Os dois Jacks que amamos

Correndo o risco de sermos tratados como idólatras pela velha mentalidade reformada que vê qualquer louvor ao semelhante como uma recriação do politeísmo (coisa que Lewis criticou no “Mere Christianity”), esta Escola procura aqui esclarecer de vez esta questão…

Quanto mais o tempo passa e nos aproxima do fim de todas as coisas, mais temos ampliada a certeza de que CS Lewis é a ponta do iceberg de um colossal universo de mistérios, sobre os quais ele próprio teve ingentes dificuldades de explicar e explicitar. Na verdade ele representa duas realidades distintas, mas intimamente ligadas entre si e entre ele e Deus.
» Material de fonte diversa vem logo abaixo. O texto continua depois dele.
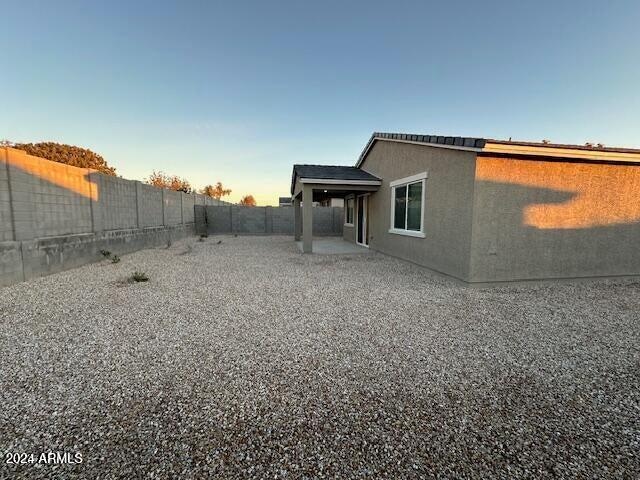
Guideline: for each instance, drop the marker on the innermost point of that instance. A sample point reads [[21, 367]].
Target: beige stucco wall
[[448, 205], [554, 219]]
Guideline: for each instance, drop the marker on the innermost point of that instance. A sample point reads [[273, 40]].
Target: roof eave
[[375, 138], [559, 152]]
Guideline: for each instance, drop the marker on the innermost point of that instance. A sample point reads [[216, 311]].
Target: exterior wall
[[237, 219], [554, 219], [448, 205]]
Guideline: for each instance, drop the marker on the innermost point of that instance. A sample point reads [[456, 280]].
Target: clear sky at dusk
[[239, 91]]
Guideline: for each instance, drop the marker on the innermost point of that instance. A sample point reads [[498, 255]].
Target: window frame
[[405, 182], [350, 198]]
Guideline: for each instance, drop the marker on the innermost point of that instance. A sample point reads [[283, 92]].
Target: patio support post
[[307, 218], [297, 218]]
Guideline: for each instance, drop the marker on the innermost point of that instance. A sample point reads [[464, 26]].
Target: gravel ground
[[246, 359]]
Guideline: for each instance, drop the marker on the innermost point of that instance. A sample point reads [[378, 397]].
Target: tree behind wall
[[67, 154], [248, 201], [216, 191], [170, 182]]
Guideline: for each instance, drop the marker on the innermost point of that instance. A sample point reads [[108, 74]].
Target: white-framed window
[[348, 211], [407, 205]]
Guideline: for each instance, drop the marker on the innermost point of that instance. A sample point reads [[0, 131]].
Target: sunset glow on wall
[[602, 194], [65, 176]]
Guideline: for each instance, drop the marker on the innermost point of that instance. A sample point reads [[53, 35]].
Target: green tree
[[67, 154]]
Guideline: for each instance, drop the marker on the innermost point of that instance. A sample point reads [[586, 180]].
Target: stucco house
[[484, 210]]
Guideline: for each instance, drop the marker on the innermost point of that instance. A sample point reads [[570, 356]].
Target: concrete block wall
[[55, 216], [238, 219], [172, 207], [6, 219], [47, 198], [117, 200], [188, 202]]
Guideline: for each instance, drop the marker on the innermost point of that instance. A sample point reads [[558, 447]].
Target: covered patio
[[314, 183]]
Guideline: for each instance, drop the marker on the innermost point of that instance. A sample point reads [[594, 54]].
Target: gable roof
[[330, 172], [487, 145]]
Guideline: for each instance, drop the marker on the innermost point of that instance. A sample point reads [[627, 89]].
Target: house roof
[[330, 173], [489, 146]]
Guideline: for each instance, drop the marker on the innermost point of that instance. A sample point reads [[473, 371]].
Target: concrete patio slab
[[334, 246]]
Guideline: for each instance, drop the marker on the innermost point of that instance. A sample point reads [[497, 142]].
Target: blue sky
[[239, 91]]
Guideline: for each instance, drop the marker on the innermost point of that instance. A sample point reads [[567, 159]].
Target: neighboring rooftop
[[544, 148]]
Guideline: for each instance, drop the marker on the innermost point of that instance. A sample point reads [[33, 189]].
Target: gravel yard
[[247, 359]]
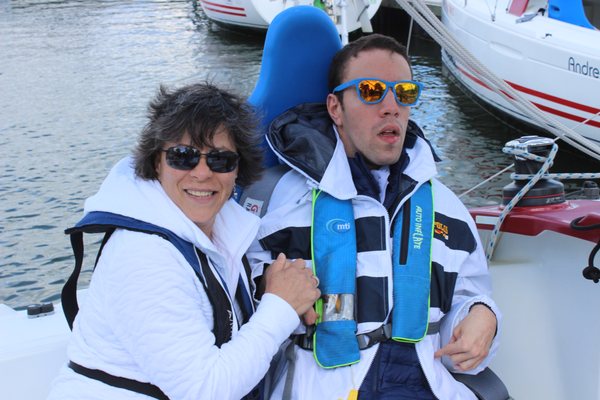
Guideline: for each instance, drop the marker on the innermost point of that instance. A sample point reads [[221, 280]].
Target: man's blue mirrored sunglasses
[[373, 90]]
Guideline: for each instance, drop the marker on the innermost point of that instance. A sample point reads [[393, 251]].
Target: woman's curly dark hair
[[200, 110]]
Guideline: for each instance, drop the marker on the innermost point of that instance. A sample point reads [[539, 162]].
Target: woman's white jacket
[[146, 315]]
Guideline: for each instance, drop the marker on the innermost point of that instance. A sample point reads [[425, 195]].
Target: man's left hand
[[471, 339]]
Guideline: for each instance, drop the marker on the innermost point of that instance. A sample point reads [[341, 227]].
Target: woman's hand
[[293, 282]]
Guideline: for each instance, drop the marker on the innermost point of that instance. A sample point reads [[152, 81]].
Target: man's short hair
[[200, 110], [373, 41]]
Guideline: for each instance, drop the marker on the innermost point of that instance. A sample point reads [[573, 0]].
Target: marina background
[[75, 80]]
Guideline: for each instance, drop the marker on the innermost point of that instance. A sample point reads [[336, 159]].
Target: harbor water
[[75, 80]]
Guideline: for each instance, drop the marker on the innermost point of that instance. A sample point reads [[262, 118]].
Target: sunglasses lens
[[183, 158], [222, 161], [371, 91], [407, 92]]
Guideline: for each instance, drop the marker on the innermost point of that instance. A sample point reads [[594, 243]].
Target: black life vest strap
[[117, 381]]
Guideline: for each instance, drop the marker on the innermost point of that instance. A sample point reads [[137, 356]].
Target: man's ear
[[335, 109]]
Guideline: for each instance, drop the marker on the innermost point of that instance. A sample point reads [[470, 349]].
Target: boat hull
[[258, 14], [553, 64], [549, 341]]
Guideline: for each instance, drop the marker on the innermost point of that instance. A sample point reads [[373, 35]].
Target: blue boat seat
[[299, 46], [569, 11]]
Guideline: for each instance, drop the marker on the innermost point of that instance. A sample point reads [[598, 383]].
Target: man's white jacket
[[307, 143]]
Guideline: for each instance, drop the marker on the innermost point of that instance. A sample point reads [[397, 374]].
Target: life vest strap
[[365, 340]]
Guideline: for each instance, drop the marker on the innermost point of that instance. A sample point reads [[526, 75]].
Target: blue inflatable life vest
[[333, 242]]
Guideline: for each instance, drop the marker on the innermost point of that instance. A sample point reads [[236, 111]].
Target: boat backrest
[[299, 46], [569, 11]]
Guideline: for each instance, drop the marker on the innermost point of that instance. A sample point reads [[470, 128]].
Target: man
[[417, 304]]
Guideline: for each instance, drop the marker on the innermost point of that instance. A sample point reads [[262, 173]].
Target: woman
[[155, 323]]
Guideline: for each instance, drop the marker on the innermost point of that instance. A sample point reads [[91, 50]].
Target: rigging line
[[486, 180]]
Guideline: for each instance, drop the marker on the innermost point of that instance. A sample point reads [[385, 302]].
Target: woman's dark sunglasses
[[185, 158]]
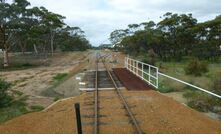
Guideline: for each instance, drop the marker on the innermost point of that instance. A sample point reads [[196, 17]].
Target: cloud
[[98, 18]]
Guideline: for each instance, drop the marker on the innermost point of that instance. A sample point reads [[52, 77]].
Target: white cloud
[[100, 17]]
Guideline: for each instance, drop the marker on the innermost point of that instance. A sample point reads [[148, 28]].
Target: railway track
[[119, 94]]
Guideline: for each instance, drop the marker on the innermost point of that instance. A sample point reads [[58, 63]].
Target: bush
[[217, 83], [150, 58], [4, 97], [196, 67], [37, 108]]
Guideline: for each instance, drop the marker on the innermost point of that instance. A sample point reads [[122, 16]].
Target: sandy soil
[[156, 114], [35, 80]]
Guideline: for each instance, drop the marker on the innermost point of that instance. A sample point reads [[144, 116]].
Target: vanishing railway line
[[119, 94]]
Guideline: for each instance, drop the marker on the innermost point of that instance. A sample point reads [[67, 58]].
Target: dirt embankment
[[155, 113], [32, 82]]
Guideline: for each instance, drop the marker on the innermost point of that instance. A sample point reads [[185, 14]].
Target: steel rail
[[137, 127], [96, 98]]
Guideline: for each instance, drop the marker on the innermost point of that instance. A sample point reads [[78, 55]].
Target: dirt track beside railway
[[156, 114]]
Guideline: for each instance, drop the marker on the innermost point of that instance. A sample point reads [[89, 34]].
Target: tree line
[[174, 37], [35, 29]]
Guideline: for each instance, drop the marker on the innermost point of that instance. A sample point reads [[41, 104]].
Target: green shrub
[[196, 67], [57, 98], [37, 108], [4, 97], [152, 57]]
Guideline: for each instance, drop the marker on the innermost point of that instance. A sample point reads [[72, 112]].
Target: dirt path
[[32, 82], [156, 114]]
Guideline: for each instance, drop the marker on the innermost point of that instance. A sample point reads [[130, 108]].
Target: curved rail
[[135, 123], [96, 98]]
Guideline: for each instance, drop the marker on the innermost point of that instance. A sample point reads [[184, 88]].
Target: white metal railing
[[191, 85], [145, 71]]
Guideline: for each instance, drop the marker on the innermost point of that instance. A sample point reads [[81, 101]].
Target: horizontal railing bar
[[211, 93]]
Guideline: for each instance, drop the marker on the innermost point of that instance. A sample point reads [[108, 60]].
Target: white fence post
[[142, 72], [149, 75]]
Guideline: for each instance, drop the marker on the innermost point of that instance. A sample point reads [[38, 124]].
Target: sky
[[98, 18]]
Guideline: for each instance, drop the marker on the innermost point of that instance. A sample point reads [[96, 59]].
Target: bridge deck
[[130, 81]]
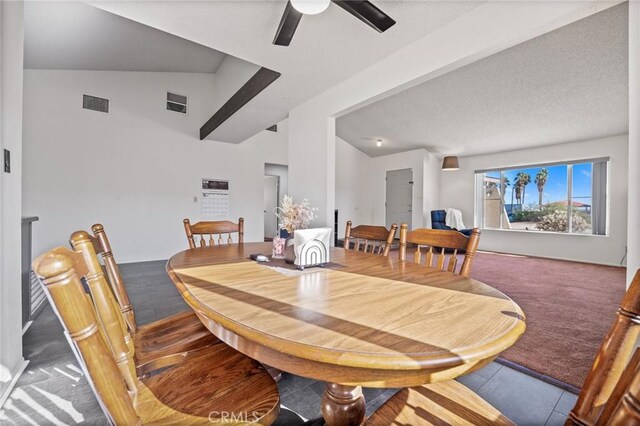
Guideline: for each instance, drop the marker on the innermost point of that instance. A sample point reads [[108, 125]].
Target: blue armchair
[[438, 221]]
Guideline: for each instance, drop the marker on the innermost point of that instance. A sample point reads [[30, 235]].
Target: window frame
[[480, 175]]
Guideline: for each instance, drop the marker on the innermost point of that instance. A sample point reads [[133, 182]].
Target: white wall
[[11, 55], [633, 260], [458, 192], [136, 169], [361, 184], [353, 186], [486, 29]]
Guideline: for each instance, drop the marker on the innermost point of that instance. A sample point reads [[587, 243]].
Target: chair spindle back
[[108, 312], [213, 232], [369, 239], [60, 270], [102, 246], [437, 242], [604, 387]]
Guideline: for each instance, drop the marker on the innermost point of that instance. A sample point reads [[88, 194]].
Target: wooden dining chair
[[213, 232], [610, 394], [369, 239], [439, 244], [216, 385], [162, 342]]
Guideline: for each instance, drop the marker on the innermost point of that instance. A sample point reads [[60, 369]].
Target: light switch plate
[[7, 161]]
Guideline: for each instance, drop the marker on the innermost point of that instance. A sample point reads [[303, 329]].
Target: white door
[[271, 184], [399, 197]]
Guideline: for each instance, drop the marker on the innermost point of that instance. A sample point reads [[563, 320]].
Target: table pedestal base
[[343, 405]]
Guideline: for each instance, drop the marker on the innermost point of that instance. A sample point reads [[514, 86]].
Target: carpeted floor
[[569, 307]]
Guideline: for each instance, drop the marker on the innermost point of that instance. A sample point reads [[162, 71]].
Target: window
[[561, 197]]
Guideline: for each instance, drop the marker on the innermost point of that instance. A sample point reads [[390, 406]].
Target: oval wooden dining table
[[362, 320]]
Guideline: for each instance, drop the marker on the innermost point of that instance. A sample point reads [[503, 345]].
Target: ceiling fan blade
[[368, 13], [288, 24]]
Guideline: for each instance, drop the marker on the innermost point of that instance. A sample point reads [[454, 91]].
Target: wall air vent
[[177, 103], [95, 103]]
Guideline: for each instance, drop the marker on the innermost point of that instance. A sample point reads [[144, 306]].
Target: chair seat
[[435, 404], [167, 341], [214, 384]]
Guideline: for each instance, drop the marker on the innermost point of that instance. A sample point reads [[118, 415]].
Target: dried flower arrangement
[[294, 215]]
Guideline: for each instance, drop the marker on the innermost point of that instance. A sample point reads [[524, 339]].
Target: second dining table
[[362, 320]]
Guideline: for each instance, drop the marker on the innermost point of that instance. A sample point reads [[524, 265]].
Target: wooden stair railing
[[215, 384]]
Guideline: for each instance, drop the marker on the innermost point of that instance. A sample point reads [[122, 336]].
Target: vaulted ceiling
[[567, 85], [327, 48]]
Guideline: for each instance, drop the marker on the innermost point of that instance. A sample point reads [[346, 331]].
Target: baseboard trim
[[26, 327], [539, 376], [5, 390]]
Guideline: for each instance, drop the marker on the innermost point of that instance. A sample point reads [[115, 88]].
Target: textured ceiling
[[76, 36], [326, 49], [567, 85]]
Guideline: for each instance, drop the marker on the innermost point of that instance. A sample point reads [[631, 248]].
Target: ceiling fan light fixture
[[450, 163], [310, 7]]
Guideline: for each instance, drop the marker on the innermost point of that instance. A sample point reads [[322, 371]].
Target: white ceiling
[[567, 85], [326, 49], [77, 36]]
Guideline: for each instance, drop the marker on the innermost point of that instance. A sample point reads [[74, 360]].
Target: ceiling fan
[[361, 9]]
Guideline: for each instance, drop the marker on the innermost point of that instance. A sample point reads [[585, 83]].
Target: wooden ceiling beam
[[256, 84]]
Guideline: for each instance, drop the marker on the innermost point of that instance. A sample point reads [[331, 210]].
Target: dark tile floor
[[53, 390]]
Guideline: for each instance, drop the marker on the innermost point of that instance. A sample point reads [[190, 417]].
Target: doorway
[[271, 197], [399, 197]]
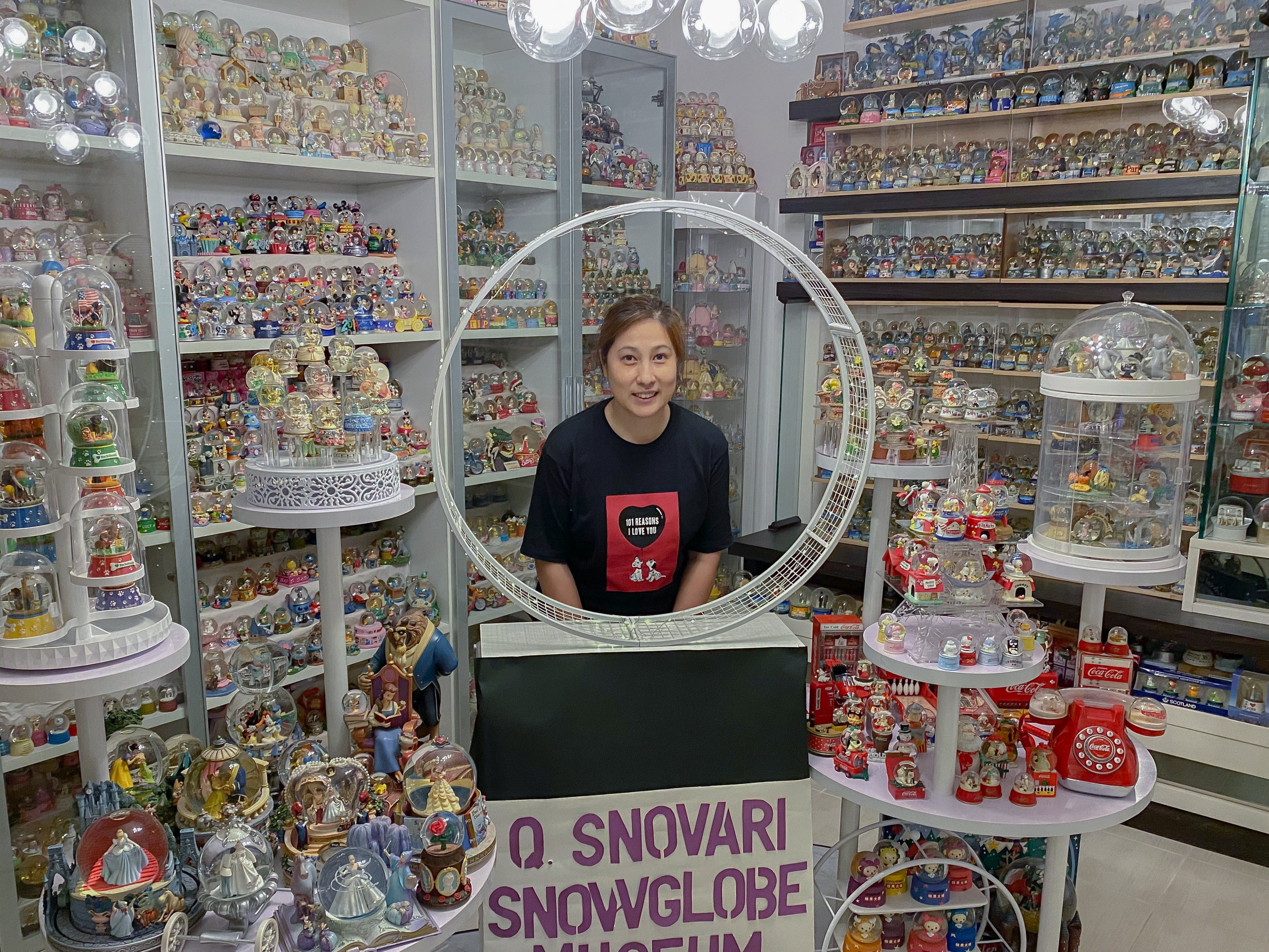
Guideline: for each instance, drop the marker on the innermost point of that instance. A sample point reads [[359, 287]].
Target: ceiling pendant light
[[552, 31], [719, 30], [790, 28]]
Refiro-me primeiro à realidade pessoal dele (sua profissão, amizades, família, casa, patrimônio, situação financeira, etc) e segundo, à realidade espiritual dele, da qual pouco se conhece (a julgar por até onde ele foi), apesar de tantos amigos íntimos e inteligentes que tinha.

Do primeiro Jack não iremos tratar aqui. Cremos que para nosso propósito, seria assim como “chover no molhado”, pois até hoje é aquele Jack que todos descrevem e é sobre ele que foram escritos dezenas, senão centenas de livros. Porém falar sobre o segundo Jack é raro e muito mais difícil, e é justamente nesta matéria que cremos poder servir melhor a Deus e aos lewisianos deste país.

2 Lewis que amamosSeguindo certa parte da doutrina cristã chamada “Tricotomia”, temos que adiantar que não é possível falar do segundo Jack sem pontuar que o ser humano é constituído de 3 (três) realidades distintas, que deveriam ser, além de distintas, unidas, assim como é a Santíssima Trindade. Com efeito, as três partes ontológicas do Homem, seu corpo, sua mente e sua alma (que Paulo chamou de corpo, alma e espírito – I Ts 5,23: Id, Ego e Superego?), tornam a Ontologia, a Teologia e sobretudo a Antropologia Filosófica assuntos por demais complexos, se alguém quiser chegar à realidade última ou mais profunda do ser humano. É neste sentido que iremos, no presente artigo, desenvolver o nosso argumento a respeito daquele lado mais obscuro, digamos assim, de CS Lewis, aqui chamado de “2o Jack”.

Em seu lado conhecido (o 1o Jack), Lewis já possuía certas características que o distinguiam, por assim dizer, da maioria dos mortais terrestres. Refiro-me à sua prodigiosa inteligência e à genialidade de seu cérebro na área relacionada ao domínio da linguagem e da imaginação (aliás, uma coisa não pode prescindir da outra, segundo tudo o que descobrimos estudando outros gênios escritores). As mais recentes pesquisas da fisiologia cerebral dão como certo que quanto mais desenvolvida ou bem dotada for a área da linguagem, maior capacidade tem de fazer abstrações e com isso abrir o “horizonte visual”, que acaba parecendo, para os cérebros comuns, mero exercício da imaginação, embora uma coisa sirva à outra e vice-versa. Ou seja, por conhecer demais a “arte de comunicar com perfeição” aquilo que lhe chegava à mente, abriu a imaginação ao extremo de adentrar, com ele, nos mundos invisíveis daquela, cuja realidade é, segundo ele mesmo pôde comprovar, maior e mais completa do que as “tênues paragens” onde perambulam os corpos de matéria tridimensional (que nem chegam a ser “sólidos”, como Jack revelou no livro “The Great Divorce”).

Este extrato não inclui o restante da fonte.